As a general rule of thumb I heard somewhere, fact checkers don’t check facts.
Fact checkers exist to put an objective, nonpartisan veneer on whatever some reporter wants to say. And when fact checkers take it upon themselves to be arbiters of truth, they use their own biases. One of the worst is Politifact, which the media now hides behind routinely to give cover to a left-of-center spin on truth.
There is an egregious example today over the number of doctors in Texas and whether tort reform mattered.
According to Politifact, tort reform did not impact the number of doctors in Texas.
There is no question that tort reform drove down medical malpractice insurance premiums and reduced the number of malpractice suits. And there is no question that most health care providers like the change and say it’s a factor that leads them to practice in the state. But the wholesale transformation that Perry describes is not backed up by the numbers.
Perry said Texas has 21,000 more doctors thanks to tort reform. That’s flat out wrong. Texas has only about 13,000 more doctors in the state and the historic trends suggest that population growth was the driving factor. We rate his statement False.
Politifact chose to rely on many sources that could be considered left-leaning, some with real axes to grind with Rick Perry over budget cuts.
Politifact also ignored that, well, doctors retire and also the number of out of state medical licenses are down, while Texas originated medical licenses are up.
Oh, and there is one left leaning source the Politifact chose to ignore entirely — the New York Times.Contrary to Politifact, back in 2007, the New York Times titled an article, “More Doctors in Texas After Malpractice Caps”. It went on to report
In Texas, it can be a long wait for a doctor: up to six months.
That is not for an appointment. That is the time it can take the Texas Medical Board to process applications to practice.
Four years after Texas voters approved a constitutional amendment limiting awards in medical malpractice lawsuits, doctors are responding as supporters predicted, arriving from all parts of the country to swell the ranks of specialists at Texas hospitals and bring professional health care to some long-underserved rural areas.

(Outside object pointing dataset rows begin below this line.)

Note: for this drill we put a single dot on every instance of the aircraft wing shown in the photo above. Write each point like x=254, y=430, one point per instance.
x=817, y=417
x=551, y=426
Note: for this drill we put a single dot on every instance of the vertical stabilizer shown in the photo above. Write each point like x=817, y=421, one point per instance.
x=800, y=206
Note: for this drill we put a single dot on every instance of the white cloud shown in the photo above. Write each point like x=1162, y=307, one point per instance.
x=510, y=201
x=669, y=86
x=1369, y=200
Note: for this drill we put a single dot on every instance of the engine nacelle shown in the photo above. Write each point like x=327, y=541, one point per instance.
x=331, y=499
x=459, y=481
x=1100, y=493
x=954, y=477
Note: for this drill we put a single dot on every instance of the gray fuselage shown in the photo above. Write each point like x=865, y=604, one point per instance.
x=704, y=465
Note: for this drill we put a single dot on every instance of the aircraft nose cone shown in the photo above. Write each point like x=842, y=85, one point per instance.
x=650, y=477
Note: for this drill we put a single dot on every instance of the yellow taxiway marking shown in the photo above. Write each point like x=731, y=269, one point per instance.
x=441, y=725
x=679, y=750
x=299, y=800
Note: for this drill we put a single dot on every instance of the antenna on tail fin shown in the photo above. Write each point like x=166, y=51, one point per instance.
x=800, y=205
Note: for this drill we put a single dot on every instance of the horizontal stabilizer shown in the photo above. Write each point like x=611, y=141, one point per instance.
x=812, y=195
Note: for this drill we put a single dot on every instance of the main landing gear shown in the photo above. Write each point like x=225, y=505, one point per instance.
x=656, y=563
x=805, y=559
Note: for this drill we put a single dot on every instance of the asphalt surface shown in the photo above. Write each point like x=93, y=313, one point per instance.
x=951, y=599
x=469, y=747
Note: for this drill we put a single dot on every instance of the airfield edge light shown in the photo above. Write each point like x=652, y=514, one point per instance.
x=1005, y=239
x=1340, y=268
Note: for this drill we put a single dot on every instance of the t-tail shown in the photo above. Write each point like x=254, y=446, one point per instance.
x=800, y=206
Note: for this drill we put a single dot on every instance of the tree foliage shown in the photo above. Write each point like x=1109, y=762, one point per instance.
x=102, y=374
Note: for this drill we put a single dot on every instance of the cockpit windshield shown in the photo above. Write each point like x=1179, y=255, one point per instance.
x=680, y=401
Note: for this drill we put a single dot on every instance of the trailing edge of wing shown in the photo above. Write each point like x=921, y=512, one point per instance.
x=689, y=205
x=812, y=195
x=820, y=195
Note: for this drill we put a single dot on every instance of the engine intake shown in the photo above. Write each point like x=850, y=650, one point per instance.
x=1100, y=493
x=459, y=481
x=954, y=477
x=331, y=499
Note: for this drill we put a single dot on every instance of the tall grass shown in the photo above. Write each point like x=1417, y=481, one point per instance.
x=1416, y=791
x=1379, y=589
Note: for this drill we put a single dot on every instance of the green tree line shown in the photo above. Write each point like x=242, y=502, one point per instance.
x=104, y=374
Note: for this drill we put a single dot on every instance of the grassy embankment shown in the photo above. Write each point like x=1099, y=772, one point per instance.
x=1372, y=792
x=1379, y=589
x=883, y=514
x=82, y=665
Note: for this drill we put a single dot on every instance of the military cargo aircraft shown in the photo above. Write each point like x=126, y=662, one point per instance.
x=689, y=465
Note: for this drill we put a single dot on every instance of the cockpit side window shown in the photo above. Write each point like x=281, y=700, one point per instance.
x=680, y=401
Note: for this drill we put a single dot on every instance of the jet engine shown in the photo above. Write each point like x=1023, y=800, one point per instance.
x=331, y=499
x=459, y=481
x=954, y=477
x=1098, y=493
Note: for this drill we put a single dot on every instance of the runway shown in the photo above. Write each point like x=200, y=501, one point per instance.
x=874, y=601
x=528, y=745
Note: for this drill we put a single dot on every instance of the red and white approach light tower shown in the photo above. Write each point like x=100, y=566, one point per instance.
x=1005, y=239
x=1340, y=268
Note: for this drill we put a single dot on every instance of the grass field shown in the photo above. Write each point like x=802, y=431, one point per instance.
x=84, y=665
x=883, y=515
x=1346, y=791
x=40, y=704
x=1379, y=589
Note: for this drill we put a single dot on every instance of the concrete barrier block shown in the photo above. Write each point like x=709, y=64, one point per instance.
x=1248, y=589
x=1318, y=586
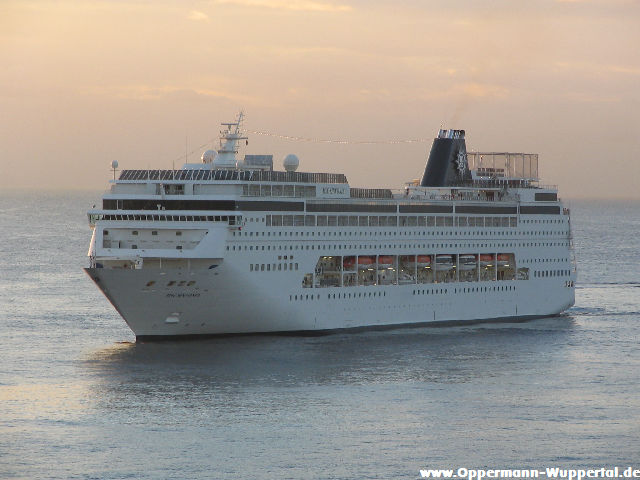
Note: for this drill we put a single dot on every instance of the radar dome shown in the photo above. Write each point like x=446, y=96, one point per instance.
x=208, y=156
x=291, y=163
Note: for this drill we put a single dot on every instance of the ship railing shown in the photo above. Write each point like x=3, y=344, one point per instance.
x=449, y=195
x=230, y=175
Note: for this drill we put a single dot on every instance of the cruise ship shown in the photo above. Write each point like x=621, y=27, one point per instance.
x=234, y=246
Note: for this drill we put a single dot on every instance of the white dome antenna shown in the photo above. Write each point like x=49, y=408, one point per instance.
x=209, y=156
x=291, y=163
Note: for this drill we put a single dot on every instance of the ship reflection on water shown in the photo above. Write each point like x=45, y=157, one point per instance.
x=422, y=356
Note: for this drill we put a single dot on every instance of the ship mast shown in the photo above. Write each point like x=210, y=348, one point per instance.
x=229, y=139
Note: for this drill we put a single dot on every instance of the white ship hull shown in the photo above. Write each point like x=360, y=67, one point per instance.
x=229, y=301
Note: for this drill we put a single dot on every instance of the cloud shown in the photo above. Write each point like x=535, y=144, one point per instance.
x=152, y=93
x=198, y=16
x=292, y=5
x=590, y=67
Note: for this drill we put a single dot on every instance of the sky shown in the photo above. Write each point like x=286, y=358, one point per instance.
x=147, y=83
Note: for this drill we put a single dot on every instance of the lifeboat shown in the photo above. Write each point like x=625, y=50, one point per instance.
x=365, y=262
x=468, y=262
x=349, y=263
x=424, y=261
x=385, y=261
x=407, y=260
x=503, y=259
x=444, y=262
x=486, y=259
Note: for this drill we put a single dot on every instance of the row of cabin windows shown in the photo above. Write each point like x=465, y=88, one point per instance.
x=231, y=220
x=436, y=291
x=360, y=246
x=268, y=267
x=394, y=233
x=387, y=221
x=551, y=273
x=254, y=190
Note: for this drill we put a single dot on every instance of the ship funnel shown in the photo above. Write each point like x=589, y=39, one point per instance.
x=447, y=164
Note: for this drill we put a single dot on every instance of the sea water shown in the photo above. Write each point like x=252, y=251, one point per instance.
x=80, y=399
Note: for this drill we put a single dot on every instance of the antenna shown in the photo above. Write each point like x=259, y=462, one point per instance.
x=114, y=167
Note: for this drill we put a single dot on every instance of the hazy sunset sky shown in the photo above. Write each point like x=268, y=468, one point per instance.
x=83, y=83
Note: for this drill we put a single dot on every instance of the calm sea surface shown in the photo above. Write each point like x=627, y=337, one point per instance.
x=79, y=399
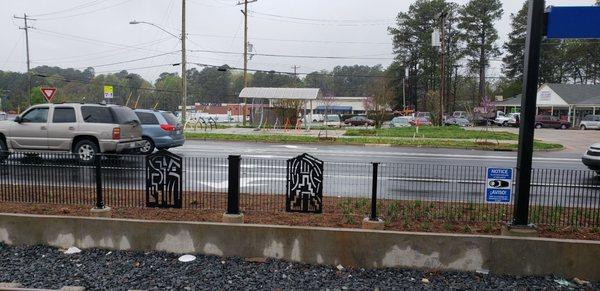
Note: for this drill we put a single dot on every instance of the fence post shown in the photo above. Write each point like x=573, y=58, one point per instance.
x=373, y=222
x=233, y=214
x=374, y=193
x=99, y=210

The influx, raising the state’s abysmally low ranking in physicians per capita, has flooded the medical board’s offices in Austin with applications for licenses, close to 2,500 at last count.
How convenient Politifact chose to ignore an article written in a year when Rick Perry was not running for office and opponents had no axe to grind to hurt his political electability.
It’s not just the New York Times Politifact chose to ignore. How about the Houston Chronicle.
Dozens of Texas ER doctors swarmed Capitol Hill this week to tell lawmakers that the Lone Star State has just the prescription for what ails a health-care industry burdened by runaway costs: limiting big-bucks lawsuits against physicians.
That’s what Texas did in 2003, when the Legislature placed a cap on the so-called “noneconomic” damages that can be awarded in medical liability cases. The reform’s supporters say it protects doctors from “frivolous” lawsuits that ultimately drive up insurance premiums – and also makes the state an enormously popular destination for doctors, a key selling point as experts warn the nation may need 150,000 more physicians to treat the newly insured once the federal health-care law takes effect.
Or what about the Wall Street Journal where Joe Nixon the Texas Public Policy Foundation noted, “Over the past three years, some 7,000 M.D.s have flooded into Texas, many from Tennessee.”
Or what about the Texas Academy of Family Physicians. Though Politifact did have a chat with the head of the group, and the head of the group did attribute growth to population, Politifact chose to ignore that TAFP also attributes the growth in doctors to tort reform.
Along with an influx of carriers is a dramatic increase in the number of physician license requests, including a “record number” from out-of-state doctors. The Texas Medical Board received 4,026 new physician license applications in fiscal 2006, which ran from Sept. 1, 2005 to Aug. 31, 2006. In 2001, the Board received only 2,446 applications. The numbers for half of 2007 have already nearly surpassed those for all of 2001—reaching 2,423 as of March with more than 2,700 licenses pending.
Out of the new licenses granted in 2006, 42 percent went to out-of-state physicians, 31 percent went to Texas physicians and 27 percent went to international physicians, according to statistics from TMA’s Medical Education Division.
Oh, and then of course there is the Texas Medical Association’s own graph, which paints the detail in striking terms:
But, you know, it’s all population growth according to Politifact. If we are to believe them, then they ought to go through other states that saw population growth like Texas and did not enact and do not have Texas style tort reform.
I’m not actually sure such a place exists. Until it does, Politifact’s fact is nothing more than their left-wing hypothesis disconnected from and ignoring every data point that doesn’t help them make their case.